Integrating Roadside Vegetation and Erosion Control
Better Roads Staff
If drainage systems are not maintained, moisture will be retained in the structure and pavement deterioration will increase. If a road agency is unable to maintain its drainage systems, experts say, then it likely will be better served by designing a road structure without a drainage system.
A road drainage system can be degraded with aggregate, sand, clay or dirt from the pavement structure itself, from material and refuse dumped on the pavement, and by mud and gravel washed down in the roadside ditch.
Lastly, plastic and corrugated metal pipes can separate or be crushed, often during construction. That’s why systems should be inspected via video “snake” right after construction is completed, and then periodically thereafter. Maintenance forces should mow around the system outlet pipes at least two times each year, and should mow and clean roadside ditches as well.

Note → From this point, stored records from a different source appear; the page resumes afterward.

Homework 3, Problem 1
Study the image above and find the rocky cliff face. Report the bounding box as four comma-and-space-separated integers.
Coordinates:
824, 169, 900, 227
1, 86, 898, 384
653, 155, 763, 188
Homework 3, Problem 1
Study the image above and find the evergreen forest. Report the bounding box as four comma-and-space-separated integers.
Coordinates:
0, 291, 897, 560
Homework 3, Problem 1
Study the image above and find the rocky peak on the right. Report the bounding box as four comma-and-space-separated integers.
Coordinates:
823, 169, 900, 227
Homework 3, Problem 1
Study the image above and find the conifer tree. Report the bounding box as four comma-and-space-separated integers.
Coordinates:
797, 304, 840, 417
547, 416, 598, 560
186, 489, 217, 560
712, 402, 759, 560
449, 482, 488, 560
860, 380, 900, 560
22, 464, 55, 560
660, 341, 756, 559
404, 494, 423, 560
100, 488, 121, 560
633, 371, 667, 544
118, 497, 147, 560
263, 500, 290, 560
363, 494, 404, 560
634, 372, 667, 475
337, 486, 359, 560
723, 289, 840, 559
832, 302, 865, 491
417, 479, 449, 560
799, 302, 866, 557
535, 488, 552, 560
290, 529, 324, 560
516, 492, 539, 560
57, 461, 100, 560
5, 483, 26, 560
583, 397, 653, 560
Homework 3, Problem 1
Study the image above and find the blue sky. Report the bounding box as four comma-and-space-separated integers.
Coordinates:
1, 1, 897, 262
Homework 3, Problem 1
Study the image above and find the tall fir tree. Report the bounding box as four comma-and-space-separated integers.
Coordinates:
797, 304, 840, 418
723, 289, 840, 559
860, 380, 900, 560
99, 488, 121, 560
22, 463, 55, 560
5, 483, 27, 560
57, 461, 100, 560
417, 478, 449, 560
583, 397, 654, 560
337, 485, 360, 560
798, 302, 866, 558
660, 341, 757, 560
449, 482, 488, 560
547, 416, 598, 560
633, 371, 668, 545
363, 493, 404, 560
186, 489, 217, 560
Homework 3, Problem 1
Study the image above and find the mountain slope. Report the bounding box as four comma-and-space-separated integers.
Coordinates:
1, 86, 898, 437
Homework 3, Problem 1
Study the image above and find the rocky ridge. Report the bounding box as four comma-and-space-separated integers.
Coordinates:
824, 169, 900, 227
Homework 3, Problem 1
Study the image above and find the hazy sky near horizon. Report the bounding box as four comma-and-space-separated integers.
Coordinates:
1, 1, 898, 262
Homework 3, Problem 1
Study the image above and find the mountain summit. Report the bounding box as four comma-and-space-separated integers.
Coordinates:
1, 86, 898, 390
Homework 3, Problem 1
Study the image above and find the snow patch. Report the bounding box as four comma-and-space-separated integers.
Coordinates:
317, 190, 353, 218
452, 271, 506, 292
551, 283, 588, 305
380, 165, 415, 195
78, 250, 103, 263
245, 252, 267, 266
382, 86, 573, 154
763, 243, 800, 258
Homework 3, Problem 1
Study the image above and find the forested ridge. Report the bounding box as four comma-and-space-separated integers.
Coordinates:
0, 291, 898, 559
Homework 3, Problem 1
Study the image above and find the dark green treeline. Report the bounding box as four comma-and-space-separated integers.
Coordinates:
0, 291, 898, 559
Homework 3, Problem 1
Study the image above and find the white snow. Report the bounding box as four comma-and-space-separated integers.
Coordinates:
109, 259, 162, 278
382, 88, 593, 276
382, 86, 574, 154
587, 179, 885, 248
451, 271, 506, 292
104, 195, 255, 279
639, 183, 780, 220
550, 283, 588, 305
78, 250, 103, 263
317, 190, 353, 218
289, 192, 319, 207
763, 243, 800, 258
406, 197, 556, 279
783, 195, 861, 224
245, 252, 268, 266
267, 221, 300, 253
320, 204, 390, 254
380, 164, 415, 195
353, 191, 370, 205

A telescoping-boom, wheeled excavator is ideal for digging out clogged, silted drainage ditches, or for cutting weeds with an attachment. Headwalls protect outlet pipes, help limit erosion where there drainage system empties, and help workers identify the location of outlets, which otherwise might become overgrown or silted-in.
“The accumulation of sediment in culverts happens ‘out-of-sight and out-of-mind’ and that the very process of sedimentation, slow or sudden, is pervasive and nearly inevitable,” says Gerry Sackett, Gerryrigs, Charlottesville, Va.
“The hydraulic capacity of a culvert pipe is specified and is considered as a constant. The gradual accumulation of sediment within the culvert, and resulting reduction of design capacity are not factored in. It seems to be generally expected that the velocity of drainage flow will scour the barrel of a culvert and keep it clean, but in reality, this is not the case.”
Water may freely flow through an unencumbered culvert, and carry with it, particulate material in suspension, Sackett says. However, when the flow meets natural grade at the outlet of the pipe, the friction and irregularity of the natural grade (including stones, grass or debris) slows the current and makes it roll. Heavier particles (detritus and debris) settle out and the process of sediment accumulation is begun.
To reduce sedimentation of culverts, Sackett has developed the Culvert Inlet Protection Device, or CIPD, which was approved for testing by Virginia DOT in 2010 and by Georgia DOT in 2012.